A lot of the hatred that the mainstream media has for Business Insider is borne of jealousy; BI is faster on the draw with data and breaking news. This is mainly because Joe Weisenthal is an animal. When something breaks and I can’t wait for Google to index it, I know that BI has it posted already. I know it for a fact that it will be there, at 4 am or 9 pm. Ya gotta admit, that’s pretty gangsta.
But what Ryan is saying is also accurate – BI makes use of everyone else’s “reportage” and barely links back out or acknowledges that a journalist may have taken days (weeks!) to get the story and verify the facts and strategize with an editor etc. And Business Insider will often simply rewrite the reporter’s article rather than simply link out to it. I do two daily linkfests, 5 days a week, if I’m not adding anything to someone else’s work I’d rather you read it there for the most part. Business Insider would rather you read it on their site. Ya gotta admit, that’s pretty f***ed up.
I am unsure how to reconcile the awesomeness of what Business Insider does with the cheesier side. I like the site a lot and my work frequently appears there. I also like every single person I’ve ever met that works there. I guess reconciliation of these two sides is probably unnecessary in the end.
But if I were a Reuters or a Bloomberg I’d probably be a lot less cool about it. I’d probably look at The Business Insider and its sprawling verticals (they now cover pet grooming, the Olympics, the Royal Wedding, the weather etc) as the emerging markets of content, making in-roads against my Developed Market economy, employee base and economic situation. I might even try tariffs or some other form of protectionism – likely out of spite because it wouldn’t work in the reality of our free-for-all internet.

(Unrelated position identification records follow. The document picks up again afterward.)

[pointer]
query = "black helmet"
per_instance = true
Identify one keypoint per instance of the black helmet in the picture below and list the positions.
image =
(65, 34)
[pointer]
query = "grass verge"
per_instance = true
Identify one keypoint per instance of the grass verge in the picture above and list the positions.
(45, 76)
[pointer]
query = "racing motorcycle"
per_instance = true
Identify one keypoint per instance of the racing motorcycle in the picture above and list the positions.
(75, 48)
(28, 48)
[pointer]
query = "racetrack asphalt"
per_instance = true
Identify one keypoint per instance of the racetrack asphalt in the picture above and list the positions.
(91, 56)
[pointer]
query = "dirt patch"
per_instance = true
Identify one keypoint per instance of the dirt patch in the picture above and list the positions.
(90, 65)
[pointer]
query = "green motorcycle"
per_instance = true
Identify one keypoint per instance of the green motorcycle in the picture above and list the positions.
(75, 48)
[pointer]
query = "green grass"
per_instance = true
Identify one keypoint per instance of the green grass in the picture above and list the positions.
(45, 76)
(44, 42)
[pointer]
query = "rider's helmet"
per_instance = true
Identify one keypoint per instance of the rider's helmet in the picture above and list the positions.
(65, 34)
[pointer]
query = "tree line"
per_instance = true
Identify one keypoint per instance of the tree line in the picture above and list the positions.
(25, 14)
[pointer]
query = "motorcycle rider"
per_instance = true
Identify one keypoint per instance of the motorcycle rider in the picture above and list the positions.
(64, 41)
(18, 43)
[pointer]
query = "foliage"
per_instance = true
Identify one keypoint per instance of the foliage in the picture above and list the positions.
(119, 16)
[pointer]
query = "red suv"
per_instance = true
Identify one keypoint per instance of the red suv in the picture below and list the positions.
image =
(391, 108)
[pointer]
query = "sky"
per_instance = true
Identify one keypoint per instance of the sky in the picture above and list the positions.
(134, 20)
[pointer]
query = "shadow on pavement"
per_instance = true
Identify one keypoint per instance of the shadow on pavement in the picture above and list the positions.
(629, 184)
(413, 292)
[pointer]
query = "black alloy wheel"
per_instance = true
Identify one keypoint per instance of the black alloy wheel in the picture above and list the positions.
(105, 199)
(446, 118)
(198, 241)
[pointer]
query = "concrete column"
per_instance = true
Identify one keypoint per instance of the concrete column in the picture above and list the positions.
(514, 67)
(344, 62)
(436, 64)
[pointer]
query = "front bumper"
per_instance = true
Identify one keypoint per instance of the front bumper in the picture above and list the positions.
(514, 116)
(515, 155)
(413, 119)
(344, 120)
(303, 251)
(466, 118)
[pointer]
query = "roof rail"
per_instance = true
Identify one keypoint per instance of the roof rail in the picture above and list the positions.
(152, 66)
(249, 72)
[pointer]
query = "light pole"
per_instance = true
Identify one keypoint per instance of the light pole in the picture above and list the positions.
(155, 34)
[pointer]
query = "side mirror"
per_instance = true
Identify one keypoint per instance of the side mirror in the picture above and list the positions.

So maybe I’d just write an article reminding people of what TBI is really doing to attain those 12 million uniques. And while writing that article might be momentarily satisfying, I’d have to acknowledge the fact that the readers themselves simply don’t care. They’ll take the content wherever they can get it, fairness never enters into it.
Just as developed market consumers are happy to buy China-made goods at Wal-Mart for a fraction of the price, so too are news-seeking readers happy to visit Business Insider, the Emerging Market of the Financial Web.
So don’t blame Henry, blame the visitors – the teeming masses of visitors that – tricked or not – continue to show up day after day.